With leadlighting the basemetal (lead) melts at the same time as the solder, not like soldering guttering etc.
With leadlighting the basemetal (lead) melts at the same time as the solder, not like soldering guttering etc.
there are plenty of techniques to solve sagging problems in horizontally mounted stained glass panels. the easiest ones are to use steel flat rebar on edge tied to the metal cames as support members.
this is a 4' square piece, made up as 4 panels each 2' square, under a skylight.
You probably aren't going to solder the substrate of the table together and definitely won't be welding your glass. I've seen some tables done like stained glass, they were either cast in plastic with a glass top all laid on a bent wrought-iron type support or had a glass backer and a glass top with metal edging. Can be done and done attractively They were very small, not quite plant stand but smaller than a bar table. The bases could be welded, riveted or bolted together.
As far as your original question about soldering, this is a low temperature process that uses a melted filler metal to bond metals together, the pieces don't melt themselves. With welding, your workpieces melt and either furnish the material themselves for the joint or a similar metal is added as filler and melted along with the work pieces. Generally much higher temperature than soldering, the exception would be lead-burning where lead's melting point is so low that it's more like soldering..
Your stained glasswork isn't going to be self-supporting when laid horizontally, at least if joined with copper foil or lead cane, and will need some sort of base under it to take the weight. Can be wood, too. If a guy was an ace welder and sheetmetal guy, I suppose he could bend up, cut and weld up a design from small steel T-bar, then put cut glass in the pockets and grout it all down. Would be a lot of work, but could be done if a guy was talented enough and motivated. TIG would probably be the process of choice for that. Designed correctly, that could be self-supporting. You'd probably still want a sheet of glass over the top.
There are probably several members here that have machines that could CNC plasma cut the top out of solid plate, then CNC mill the glass pockets, too. Or plasma cut the design into three plates, make a sandwich and skip the milling, two thin plates on top and bottom with smaller holes and the main one to hold the glass in-between. Lotsa ways of doing it, the design is the thing.
Stan
A non-metalworking option is to use glass paints that are available at Hobby Lobby and similar places. They definitely do not look as good as real stained glass but they don't look bad.
The wife had painted a canvas to look like a stained-glass window that she had designed but never made. I got a rectangle of heavy window glass the same size as one of our bedroom windows and replicated that painting as nearly as I could, using glass paints***, and mounted it in the window. She loved it. Unfortunately it self-destructed one day, I don't recall how it broke.
-- Best -- Terry
***because my stained-glass skills suck... :-)

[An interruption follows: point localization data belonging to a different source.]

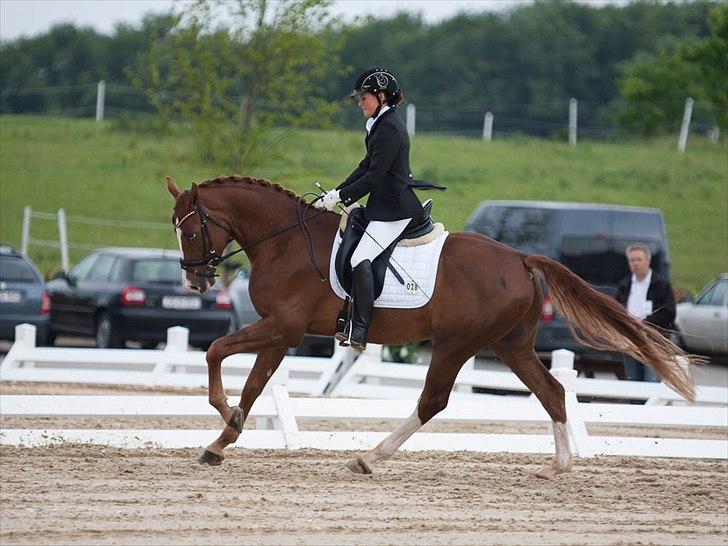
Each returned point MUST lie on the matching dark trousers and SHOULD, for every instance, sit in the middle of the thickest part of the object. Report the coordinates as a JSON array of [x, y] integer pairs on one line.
[[634, 370]]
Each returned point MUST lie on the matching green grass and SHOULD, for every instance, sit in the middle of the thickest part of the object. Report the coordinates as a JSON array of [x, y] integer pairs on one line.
[[92, 170]]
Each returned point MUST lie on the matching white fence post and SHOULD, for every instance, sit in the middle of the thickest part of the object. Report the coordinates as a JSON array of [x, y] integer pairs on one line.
[[63, 239], [100, 99], [572, 121], [685, 127], [562, 368], [24, 340], [488, 127], [411, 113], [25, 233]]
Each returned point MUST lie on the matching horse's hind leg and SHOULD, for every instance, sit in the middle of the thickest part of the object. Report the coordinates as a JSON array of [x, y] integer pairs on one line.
[[521, 358], [444, 368]]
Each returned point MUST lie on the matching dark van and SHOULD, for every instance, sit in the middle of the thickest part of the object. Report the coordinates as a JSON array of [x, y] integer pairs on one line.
[[590, 239]]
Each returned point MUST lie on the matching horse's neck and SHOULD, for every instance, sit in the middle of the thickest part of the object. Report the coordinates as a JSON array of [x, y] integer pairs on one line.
[[256, 215]]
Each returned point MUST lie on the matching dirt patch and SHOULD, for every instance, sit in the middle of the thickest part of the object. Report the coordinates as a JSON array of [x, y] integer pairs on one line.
[[98, 495]]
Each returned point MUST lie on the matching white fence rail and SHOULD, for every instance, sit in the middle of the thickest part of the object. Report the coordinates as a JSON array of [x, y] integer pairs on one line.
[[369, 377], [174, 366], [285, 411]]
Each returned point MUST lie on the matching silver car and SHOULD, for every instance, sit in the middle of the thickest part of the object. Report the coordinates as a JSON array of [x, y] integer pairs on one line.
[[702, 324]]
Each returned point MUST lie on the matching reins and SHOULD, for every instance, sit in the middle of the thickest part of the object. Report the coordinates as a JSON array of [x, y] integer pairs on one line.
[[210, 259]]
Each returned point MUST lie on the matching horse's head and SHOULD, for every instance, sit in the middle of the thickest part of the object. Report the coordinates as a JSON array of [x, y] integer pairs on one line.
[[202, 239]]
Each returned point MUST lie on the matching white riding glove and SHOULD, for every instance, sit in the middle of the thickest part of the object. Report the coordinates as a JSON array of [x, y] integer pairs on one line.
[[328, 201]]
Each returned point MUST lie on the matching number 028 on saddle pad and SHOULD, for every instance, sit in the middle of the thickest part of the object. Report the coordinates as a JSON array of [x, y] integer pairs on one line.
[[415, 261]]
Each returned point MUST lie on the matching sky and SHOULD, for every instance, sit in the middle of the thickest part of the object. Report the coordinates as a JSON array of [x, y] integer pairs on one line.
[[31, 17]]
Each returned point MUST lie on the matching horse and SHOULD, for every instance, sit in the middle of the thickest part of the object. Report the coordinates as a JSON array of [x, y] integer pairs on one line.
[[486, 295]]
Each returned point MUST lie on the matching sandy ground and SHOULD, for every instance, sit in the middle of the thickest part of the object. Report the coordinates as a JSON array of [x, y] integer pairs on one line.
[[97, 495]]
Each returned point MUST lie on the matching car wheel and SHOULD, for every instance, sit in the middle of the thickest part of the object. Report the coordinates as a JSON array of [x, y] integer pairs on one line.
[[106, 337]]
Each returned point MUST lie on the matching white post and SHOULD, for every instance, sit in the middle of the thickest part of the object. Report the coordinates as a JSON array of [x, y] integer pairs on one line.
[[488, 127], [100, 97], [562, 368], [25, 233], [63, 239], [572, 122], [714, 134], [411, 113], [685, 128], [177, 339]]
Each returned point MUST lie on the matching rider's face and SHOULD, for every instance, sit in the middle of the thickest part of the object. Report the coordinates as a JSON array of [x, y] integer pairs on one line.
[[368, 103]]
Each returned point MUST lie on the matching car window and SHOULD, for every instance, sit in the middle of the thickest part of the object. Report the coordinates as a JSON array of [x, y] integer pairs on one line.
[[101, 269], [162, 270], [16, 269], [524, 228], [81, 270], [717, 295]]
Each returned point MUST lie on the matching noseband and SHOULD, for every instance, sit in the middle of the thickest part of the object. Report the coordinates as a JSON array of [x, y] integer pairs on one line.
[[211, 260]]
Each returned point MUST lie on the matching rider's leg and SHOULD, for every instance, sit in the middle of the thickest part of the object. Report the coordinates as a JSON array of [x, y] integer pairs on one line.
[[377, 237]]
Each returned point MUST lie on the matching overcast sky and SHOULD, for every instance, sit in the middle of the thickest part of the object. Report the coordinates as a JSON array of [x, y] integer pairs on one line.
[[30, 17]]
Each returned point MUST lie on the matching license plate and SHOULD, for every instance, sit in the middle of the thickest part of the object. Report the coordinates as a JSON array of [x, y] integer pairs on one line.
[[11, 296], [181, 302]]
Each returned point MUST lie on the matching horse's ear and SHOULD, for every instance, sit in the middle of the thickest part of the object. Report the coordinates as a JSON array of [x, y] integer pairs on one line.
[[172, 187]]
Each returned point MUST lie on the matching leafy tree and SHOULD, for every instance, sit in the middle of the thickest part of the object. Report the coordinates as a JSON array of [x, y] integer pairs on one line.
[[654, 87], [236, 68]]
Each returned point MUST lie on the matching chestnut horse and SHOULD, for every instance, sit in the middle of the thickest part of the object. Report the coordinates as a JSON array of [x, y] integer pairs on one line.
[[486, 295]]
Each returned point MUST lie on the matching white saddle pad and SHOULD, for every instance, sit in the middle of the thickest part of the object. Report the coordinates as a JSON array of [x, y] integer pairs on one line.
[[417, 265]]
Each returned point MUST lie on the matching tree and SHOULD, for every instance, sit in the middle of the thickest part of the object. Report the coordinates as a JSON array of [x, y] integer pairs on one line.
[[236, 68], [654, 87]]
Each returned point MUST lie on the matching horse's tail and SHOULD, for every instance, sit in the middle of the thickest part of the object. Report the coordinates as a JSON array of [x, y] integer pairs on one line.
[[604, 324]]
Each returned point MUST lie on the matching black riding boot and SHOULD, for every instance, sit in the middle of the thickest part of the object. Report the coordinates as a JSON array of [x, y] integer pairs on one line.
[[363, 292]]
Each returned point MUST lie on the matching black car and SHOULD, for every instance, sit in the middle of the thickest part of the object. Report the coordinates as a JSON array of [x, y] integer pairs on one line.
[[134, 294], [590, 239], [23, 296]]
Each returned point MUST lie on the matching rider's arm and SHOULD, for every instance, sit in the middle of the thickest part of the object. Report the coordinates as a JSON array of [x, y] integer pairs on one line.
[[384, 146]]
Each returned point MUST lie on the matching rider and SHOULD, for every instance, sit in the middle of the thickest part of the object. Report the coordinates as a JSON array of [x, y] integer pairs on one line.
[[385, 175]]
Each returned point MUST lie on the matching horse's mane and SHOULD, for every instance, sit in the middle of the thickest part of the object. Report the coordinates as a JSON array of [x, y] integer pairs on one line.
[[237, 179]]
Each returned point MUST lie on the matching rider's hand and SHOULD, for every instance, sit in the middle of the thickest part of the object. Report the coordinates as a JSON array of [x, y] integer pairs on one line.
[[328, 201]]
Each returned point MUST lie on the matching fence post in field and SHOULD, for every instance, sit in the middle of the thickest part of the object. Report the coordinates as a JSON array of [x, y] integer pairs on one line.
[[63, 239], [685, 127], [488, 127], [411, 112], [714, 134], [100, 98], [25, 233], [572, 121]]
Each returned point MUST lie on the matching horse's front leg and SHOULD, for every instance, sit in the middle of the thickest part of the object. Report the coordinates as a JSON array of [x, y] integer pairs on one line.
[[262, 337]]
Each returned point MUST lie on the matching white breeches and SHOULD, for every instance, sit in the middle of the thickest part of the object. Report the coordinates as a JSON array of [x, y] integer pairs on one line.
[[376, 239]]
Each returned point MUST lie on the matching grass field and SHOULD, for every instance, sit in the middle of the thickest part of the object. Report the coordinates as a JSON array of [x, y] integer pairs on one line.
[[93, 170]]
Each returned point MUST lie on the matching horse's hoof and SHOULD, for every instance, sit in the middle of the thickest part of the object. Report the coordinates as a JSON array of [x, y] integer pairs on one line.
[[358, 466], [210, 458]]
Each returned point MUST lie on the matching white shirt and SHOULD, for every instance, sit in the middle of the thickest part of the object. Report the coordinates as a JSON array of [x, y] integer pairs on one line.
[[637, 303], [370, 121]]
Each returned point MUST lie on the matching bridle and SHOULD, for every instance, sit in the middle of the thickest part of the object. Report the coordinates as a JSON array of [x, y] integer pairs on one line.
[[210, 259]]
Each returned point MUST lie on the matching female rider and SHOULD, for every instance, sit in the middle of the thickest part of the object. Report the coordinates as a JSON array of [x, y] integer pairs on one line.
[[385, 175]]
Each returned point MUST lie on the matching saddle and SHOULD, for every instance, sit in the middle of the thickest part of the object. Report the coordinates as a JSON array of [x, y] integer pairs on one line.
[[356, 224]]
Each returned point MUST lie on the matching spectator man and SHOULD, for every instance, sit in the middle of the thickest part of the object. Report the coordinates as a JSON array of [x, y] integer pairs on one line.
[[648, 296]]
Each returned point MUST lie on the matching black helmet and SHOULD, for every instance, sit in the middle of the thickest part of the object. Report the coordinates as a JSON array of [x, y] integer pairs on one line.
[[378, 80]]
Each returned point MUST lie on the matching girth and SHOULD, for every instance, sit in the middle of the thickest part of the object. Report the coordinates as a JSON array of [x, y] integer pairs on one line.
[[356, 224]]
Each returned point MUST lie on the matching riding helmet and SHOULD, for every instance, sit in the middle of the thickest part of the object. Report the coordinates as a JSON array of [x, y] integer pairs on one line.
[[378, 80]]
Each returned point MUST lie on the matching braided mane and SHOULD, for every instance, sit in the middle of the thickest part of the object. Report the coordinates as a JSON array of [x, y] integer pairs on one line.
[[237, 179]]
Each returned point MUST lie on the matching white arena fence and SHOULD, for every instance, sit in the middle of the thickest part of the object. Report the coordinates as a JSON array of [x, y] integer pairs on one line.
[[173, 366], [367, 377], [284, 412]]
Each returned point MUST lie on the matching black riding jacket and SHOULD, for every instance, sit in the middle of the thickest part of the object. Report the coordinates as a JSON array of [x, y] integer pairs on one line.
[[384, 173]]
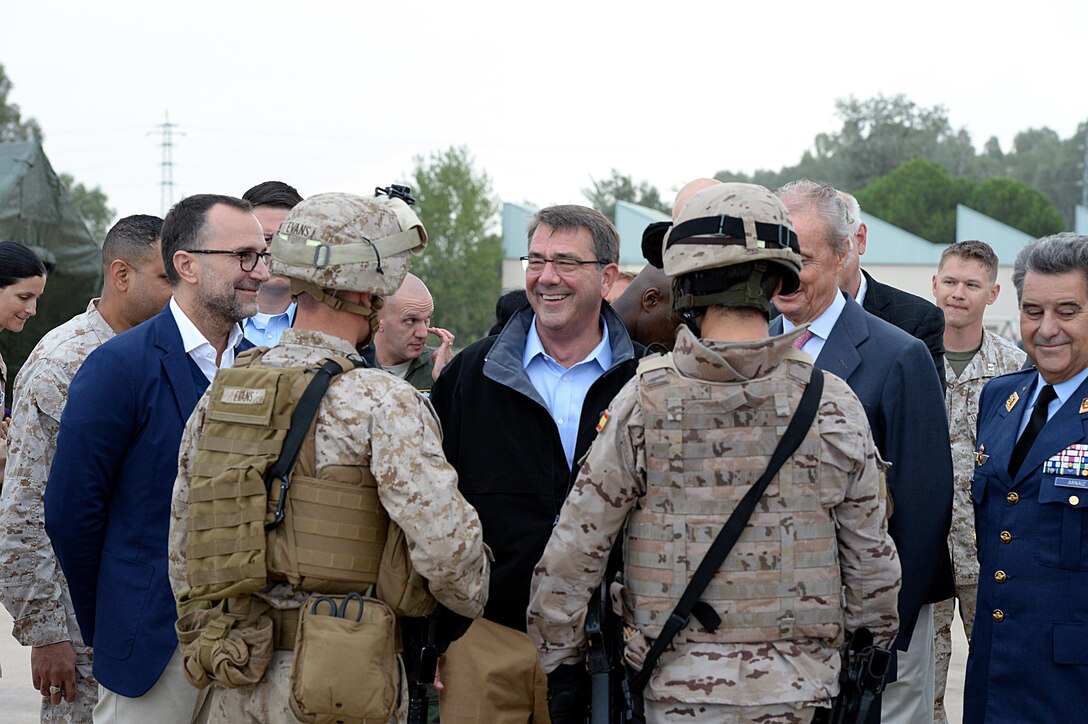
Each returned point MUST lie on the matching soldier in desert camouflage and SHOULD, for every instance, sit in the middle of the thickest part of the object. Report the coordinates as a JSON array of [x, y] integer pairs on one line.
[[679, 446], [368, 421], [965, 283], [32, 585]]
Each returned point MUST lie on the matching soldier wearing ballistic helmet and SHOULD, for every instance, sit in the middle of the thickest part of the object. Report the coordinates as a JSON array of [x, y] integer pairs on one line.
[[370, 468], [678, 449]]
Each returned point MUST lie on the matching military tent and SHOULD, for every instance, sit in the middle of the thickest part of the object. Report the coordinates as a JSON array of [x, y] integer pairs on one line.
[[36, 210]]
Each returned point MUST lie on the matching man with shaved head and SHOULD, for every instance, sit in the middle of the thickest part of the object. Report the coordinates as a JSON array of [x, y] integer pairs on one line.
[[404, 324], [644, 309]]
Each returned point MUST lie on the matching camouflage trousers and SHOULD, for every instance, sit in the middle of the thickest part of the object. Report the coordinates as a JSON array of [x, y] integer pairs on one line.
[[86, 695], [668, 712], [942, 639]]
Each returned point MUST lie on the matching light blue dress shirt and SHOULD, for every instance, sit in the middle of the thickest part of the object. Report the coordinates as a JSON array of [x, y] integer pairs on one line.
[[564, 390], [264, 330], [820, 327]]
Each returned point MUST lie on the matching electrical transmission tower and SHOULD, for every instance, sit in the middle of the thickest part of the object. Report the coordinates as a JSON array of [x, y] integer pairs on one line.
[[167, 132]]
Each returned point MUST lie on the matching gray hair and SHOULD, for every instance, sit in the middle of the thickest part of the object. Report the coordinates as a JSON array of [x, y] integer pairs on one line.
[[1058, 254], [826, 204], [571, 218]]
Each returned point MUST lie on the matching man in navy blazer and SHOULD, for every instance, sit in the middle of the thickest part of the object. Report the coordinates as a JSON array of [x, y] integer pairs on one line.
[[1028, 659], [108, 495], [892, 373]]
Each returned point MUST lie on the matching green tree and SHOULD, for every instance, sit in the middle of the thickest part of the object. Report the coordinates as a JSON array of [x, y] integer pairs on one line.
[[1017, 205], [617, 187], [13, 126], [93, 206], [462, 261], [919, 196], [1041, 159]]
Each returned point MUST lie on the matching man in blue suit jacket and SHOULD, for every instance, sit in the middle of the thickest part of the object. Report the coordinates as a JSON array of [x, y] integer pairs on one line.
[[1028, 658], [108, 495], [893, 376]]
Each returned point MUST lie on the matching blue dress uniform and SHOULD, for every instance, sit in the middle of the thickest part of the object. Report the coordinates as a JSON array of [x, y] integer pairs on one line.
[[1029, 646]]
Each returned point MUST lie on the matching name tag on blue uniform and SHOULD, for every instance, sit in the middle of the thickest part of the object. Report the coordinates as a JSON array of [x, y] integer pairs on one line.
[[1071, 462], [1072, 482]]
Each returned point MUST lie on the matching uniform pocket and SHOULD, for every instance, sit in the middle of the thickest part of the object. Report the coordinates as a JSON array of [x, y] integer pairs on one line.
[[1061, 522]]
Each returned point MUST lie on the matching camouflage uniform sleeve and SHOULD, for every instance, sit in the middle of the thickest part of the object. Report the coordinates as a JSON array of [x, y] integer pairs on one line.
[[177, 542], [418, 489], [867, 556], [31, 579], [610, 481]]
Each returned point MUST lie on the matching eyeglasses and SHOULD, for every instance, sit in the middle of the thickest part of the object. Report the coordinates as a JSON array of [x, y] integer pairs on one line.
[[247, 258], [563, 266]]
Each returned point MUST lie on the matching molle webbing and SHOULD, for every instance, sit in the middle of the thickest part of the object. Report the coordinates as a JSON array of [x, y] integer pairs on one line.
[[706, 444], [334, 525]]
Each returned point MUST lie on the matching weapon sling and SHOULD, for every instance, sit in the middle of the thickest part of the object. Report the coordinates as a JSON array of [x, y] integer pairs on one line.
[[300, 421], [730, 534]]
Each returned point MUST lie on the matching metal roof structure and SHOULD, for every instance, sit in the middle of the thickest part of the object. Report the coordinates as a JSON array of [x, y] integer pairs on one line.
[[631, 220], [1006, 242]]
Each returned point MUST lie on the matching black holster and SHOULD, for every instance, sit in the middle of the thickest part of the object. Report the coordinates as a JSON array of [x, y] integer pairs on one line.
[[861, 682]]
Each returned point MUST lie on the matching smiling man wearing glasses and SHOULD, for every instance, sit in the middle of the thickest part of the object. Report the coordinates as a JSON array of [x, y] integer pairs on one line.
[[108, 495], [519, 409]]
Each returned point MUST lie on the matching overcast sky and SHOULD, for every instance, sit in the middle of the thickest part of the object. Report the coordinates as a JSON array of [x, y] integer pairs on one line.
[[343, 96]]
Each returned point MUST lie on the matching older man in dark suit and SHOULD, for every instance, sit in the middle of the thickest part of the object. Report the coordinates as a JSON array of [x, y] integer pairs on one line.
[[890, 372], [915, 316], [108, 495]]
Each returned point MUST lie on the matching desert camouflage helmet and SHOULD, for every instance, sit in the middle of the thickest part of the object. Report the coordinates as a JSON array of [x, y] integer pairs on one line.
[[347, 243], [733, 223]]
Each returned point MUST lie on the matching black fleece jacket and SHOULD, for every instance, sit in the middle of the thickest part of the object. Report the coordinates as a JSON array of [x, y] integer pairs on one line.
[[510, 465]]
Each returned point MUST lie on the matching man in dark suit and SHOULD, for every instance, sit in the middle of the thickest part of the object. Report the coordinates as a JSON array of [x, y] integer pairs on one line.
[[108, 495], [1028, 658], [915, 316], [890, 372]]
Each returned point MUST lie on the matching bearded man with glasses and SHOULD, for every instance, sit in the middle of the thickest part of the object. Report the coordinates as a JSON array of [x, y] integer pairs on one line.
[[109, 490], [518, 410]]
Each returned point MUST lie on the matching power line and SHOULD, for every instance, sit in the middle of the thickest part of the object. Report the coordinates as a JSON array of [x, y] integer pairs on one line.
[[167, 131]]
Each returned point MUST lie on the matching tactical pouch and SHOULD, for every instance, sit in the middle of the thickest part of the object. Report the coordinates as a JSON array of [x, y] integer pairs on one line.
[[345, 670], [233, 649], [398, 584]]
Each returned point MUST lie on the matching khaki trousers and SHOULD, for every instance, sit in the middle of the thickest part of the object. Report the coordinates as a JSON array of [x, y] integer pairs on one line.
[[942, 645], [492, 675], [910, 698], [171, 700]]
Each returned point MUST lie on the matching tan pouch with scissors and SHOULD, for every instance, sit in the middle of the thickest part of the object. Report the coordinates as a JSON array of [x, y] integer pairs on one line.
[[345, 669]]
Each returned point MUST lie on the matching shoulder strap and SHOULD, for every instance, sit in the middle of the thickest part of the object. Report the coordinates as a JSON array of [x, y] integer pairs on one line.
[[300, 421], [730, 534]]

She just _told_ you she loved it, so as to not hurt your feelings, then one day she "accidentally" bumped it with the broom handle. >:->
Cheers! Rich
Well, I don't use a snood, but have a welding jacket made for the purpose, and it has snaps that go high enough in the neck area to protect me up to where the hood covers. So, with that, I'm fine. But, before I got the jacket, I got a burn THROUGH my shirt! The worst parts were around the underarm area, where I guess the sun doesn't shine much, so that skin was totally white and unprotected before. But, my entire chest was bright scarlet for a week. I was wearing a heavy, dark permanent-press shirt that I'd (stick) welded in before with no problem. But, TIG is a completely different kind of UV output.
Jon
I don't think it is different UV, but there is no smoke from the rod coating to adsorb any of the UV. Some shirts will protect you, others seem transparent to UV.
Dan
Yes, I think a flannel shirt might offer fair protection, I seem to recall the one I had that day might have been a thinner permanent-press one. Anyway, that was a SERIOUS burn, worse than any sunburn I ever got, and I have been sunburned badly a few times. So, I will stick with the heavy welding jacket. I don't know what is in it, but it obviously has several layers of heavy stuff inside, between to layers of heavy canvas-like stuff. I do know it gives great protection.
Jon
Unless you're very fair-skinned, I suspect there was something unusual about that shirt. I've been TIG welding for 35 years, including several years welding every day, and plenty of time at 300+ amps joining heavy aluminum. I've never taken any care in my choice of clothing beyond making sure I was covered, and I've never had a UV burn.
I should have added that I don't mean to encourage folks to take risks with too little protection, or to criticize you for being cautious after a very bad experience. My point was that most folks have no problem TIGging in a long sleeved work shirt.
A possible factor:
Huh, that's a new one on me, though if you saw my wardrobe my lack of awareness of fabric brighteners would be no surprise.